The present invention is concerned with a rapidly dissolving additive for molten metal, a process for the preparation of said additive and its use for the introduction of alloying elements into metals.
In the production of metal alloys, in practice the alloying elements are usually added in solid form to a molten metal bath. Thus, for example, aluminium is alloyed with magnesium in order to achieve improved strengths, with silicon in order to improve the castability and the strength and with manganese and chromium in order to increase the strength and corrosion resistance. Furthermore, a whole series of further alloying elements are known for the purpose of influencing alloying properties. Under current general practice alloying elements, in particular the alloying metal, which has a higher melting point in comparison with the base metal, is added in the form of a pre-alloy in order to achieve a rapid dissolving. The disadvantage of this pre-alloying is the limited content of alloying metal. Thus, for example the standard prealloys for aluminium alloying contain, besides aluminium, only a maximum of 20% of silicon, up to 20% of chromium or up to 50% of manganese. Thus, up to 4 times the amount of aluminium must be added to the alloying element; this results in higher transport costs, storage costs, energy consumption and the like. In order at least partly to avoid these disadvantages, it is known from U.S. Pat. No. 3,592,637 to use mixtures of aluminium or silicon powder with powders of alloying metals or alloying metal alloys in briquet form. Thus, for example, alloying briquets with 25% aluminium and 75% of the metals chromium, manganese and iron are commercially available. The disadvantages of such alloying agent are the proportion of alloying element being limited to 75% and the low speed of dissolving. British Patent Specification No. 2,112,020 also describes similar mixtures in which a part of the aluminium is replaced by chloride or fluoride salts.

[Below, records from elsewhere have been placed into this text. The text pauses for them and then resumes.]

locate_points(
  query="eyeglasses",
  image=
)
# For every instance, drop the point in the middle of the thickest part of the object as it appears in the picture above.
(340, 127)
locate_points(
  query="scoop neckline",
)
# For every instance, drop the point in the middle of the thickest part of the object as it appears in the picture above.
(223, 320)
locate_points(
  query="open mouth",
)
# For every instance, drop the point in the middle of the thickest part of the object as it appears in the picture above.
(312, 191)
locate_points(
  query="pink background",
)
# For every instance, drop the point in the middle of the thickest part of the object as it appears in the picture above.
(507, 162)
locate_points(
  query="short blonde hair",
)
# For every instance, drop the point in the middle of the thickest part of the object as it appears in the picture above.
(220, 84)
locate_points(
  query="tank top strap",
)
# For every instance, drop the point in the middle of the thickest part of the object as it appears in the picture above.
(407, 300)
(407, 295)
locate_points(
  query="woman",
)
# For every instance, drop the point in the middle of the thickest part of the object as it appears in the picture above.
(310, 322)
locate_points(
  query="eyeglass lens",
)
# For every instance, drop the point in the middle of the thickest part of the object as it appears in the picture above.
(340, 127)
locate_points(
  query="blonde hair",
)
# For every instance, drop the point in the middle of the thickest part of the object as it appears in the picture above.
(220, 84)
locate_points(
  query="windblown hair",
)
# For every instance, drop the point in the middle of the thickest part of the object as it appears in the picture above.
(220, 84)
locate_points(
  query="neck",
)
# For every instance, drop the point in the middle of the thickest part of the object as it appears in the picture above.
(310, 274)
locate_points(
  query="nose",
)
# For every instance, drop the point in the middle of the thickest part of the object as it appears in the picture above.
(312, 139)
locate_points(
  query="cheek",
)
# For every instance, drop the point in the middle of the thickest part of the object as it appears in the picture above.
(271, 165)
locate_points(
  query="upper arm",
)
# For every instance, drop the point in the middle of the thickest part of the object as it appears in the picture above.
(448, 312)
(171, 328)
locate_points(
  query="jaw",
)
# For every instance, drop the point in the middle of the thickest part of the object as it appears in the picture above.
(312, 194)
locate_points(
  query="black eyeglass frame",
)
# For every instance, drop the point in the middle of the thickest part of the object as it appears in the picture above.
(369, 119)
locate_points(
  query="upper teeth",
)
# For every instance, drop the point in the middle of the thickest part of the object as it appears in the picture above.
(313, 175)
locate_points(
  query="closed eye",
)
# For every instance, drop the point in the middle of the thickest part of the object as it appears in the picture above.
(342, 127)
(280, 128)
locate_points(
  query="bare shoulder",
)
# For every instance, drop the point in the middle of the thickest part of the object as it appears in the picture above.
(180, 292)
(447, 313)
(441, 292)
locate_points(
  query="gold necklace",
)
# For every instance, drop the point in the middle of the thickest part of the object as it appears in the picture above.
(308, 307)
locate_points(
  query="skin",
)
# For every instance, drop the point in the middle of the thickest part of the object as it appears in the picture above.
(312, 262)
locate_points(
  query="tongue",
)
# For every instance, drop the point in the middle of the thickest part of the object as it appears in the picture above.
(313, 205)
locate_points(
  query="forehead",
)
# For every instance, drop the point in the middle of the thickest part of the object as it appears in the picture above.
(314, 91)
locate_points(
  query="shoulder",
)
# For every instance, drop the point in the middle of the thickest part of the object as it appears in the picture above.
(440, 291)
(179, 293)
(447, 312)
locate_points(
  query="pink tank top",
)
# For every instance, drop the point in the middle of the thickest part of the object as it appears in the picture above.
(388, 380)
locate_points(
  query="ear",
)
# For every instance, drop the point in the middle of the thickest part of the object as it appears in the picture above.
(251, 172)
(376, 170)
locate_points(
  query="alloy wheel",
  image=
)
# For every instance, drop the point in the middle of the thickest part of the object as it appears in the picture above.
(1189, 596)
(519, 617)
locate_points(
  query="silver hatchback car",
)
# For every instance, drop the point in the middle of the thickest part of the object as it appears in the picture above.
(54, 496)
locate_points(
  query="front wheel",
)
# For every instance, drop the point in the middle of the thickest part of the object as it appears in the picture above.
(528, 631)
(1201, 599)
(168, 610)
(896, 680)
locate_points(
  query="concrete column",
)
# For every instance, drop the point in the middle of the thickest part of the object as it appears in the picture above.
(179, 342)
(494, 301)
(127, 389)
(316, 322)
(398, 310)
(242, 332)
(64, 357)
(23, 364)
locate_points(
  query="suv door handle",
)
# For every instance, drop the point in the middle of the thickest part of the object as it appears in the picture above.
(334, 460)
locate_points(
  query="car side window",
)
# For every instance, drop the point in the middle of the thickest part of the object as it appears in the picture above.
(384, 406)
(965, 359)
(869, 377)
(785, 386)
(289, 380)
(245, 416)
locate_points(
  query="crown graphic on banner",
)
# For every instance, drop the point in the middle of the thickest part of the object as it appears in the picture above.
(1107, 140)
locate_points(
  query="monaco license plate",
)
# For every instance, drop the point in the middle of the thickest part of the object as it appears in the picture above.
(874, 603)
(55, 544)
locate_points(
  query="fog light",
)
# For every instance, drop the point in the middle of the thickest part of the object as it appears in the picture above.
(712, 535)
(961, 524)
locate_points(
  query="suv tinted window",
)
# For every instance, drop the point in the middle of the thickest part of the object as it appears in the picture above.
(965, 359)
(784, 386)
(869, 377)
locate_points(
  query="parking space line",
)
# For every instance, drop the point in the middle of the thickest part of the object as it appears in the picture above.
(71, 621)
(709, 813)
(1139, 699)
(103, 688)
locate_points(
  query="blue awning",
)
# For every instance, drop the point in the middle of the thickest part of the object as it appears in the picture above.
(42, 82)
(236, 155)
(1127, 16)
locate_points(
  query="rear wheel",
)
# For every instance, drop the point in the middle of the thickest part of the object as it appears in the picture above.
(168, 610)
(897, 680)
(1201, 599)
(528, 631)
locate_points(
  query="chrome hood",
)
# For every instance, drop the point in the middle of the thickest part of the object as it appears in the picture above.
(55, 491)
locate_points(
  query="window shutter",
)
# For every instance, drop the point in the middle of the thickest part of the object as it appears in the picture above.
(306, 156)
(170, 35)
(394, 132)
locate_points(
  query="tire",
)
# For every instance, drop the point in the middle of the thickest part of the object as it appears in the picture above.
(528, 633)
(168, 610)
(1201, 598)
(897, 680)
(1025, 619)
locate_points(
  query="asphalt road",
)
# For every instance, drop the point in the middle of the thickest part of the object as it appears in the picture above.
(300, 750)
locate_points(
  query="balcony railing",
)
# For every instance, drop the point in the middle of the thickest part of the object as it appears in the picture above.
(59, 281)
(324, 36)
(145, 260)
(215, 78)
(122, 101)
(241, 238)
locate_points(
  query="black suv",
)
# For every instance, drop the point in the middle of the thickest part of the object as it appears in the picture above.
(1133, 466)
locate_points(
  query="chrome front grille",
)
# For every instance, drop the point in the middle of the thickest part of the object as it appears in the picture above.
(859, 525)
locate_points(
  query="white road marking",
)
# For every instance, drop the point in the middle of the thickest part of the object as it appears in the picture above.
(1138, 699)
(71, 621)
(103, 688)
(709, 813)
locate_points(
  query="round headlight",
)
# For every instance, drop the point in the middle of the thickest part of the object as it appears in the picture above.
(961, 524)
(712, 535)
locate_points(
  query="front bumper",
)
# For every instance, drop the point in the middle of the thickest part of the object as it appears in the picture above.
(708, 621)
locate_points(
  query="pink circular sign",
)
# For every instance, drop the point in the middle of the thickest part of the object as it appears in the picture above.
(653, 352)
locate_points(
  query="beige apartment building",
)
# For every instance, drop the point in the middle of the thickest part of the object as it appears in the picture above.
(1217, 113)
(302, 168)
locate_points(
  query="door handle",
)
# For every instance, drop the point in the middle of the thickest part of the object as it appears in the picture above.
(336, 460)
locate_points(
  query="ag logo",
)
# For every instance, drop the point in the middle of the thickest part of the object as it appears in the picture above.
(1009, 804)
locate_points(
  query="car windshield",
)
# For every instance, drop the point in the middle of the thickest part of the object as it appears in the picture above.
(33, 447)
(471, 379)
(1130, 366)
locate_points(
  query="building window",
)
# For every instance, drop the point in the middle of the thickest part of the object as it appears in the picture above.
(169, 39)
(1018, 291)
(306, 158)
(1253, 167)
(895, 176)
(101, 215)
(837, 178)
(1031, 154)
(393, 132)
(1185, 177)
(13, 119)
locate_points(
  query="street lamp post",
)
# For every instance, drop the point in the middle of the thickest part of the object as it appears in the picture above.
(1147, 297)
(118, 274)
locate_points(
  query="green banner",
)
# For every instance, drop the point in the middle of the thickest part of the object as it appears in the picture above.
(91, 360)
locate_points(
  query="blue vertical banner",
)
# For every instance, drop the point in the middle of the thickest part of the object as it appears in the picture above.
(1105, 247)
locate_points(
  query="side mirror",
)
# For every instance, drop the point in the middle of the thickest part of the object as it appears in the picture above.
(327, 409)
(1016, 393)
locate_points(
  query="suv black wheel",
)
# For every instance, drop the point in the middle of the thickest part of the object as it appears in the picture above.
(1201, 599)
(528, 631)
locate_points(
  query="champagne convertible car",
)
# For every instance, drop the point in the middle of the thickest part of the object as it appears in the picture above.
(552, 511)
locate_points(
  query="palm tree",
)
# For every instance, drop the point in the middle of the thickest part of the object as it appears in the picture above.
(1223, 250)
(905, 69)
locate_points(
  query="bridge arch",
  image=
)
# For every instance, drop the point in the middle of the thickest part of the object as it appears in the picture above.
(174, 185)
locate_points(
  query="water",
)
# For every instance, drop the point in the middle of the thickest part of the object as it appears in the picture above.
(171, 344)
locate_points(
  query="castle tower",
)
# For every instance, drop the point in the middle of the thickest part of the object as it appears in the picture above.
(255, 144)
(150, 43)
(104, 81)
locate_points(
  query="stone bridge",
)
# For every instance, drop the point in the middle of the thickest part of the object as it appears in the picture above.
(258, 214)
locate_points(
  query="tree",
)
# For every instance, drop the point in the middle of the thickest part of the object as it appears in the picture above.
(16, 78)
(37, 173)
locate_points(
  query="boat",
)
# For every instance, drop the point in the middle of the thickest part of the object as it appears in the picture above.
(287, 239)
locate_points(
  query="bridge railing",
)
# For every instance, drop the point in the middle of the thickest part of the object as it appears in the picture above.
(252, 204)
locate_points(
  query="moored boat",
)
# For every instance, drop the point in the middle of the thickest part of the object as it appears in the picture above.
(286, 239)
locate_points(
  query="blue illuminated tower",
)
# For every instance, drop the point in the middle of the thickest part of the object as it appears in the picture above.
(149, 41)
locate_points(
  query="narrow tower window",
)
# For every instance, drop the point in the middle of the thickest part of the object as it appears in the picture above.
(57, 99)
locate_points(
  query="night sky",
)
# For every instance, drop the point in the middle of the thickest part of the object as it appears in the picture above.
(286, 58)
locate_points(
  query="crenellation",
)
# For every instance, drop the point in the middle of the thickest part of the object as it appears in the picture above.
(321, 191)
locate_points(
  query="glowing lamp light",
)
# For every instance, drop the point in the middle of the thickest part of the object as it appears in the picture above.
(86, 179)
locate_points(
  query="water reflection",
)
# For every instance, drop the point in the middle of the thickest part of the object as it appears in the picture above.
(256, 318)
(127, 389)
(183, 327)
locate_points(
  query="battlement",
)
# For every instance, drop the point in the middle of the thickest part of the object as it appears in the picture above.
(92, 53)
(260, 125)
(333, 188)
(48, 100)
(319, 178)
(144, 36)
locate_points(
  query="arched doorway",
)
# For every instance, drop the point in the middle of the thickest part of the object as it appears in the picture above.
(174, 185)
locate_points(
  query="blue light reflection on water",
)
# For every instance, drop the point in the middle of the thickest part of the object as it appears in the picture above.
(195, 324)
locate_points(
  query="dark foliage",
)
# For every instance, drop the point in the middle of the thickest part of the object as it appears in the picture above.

Commercially available tablets containing chromium, manganese and iron also have only a limited speed of dissolving.
Therefore, it is an object of the present invention to provide an additive for metal melts which does not display the mentioned disadvantages of the prior art but which, also in the case of higher concentrations of alloying metal, makes possible a complete and rapid dissolving in a molten base metal.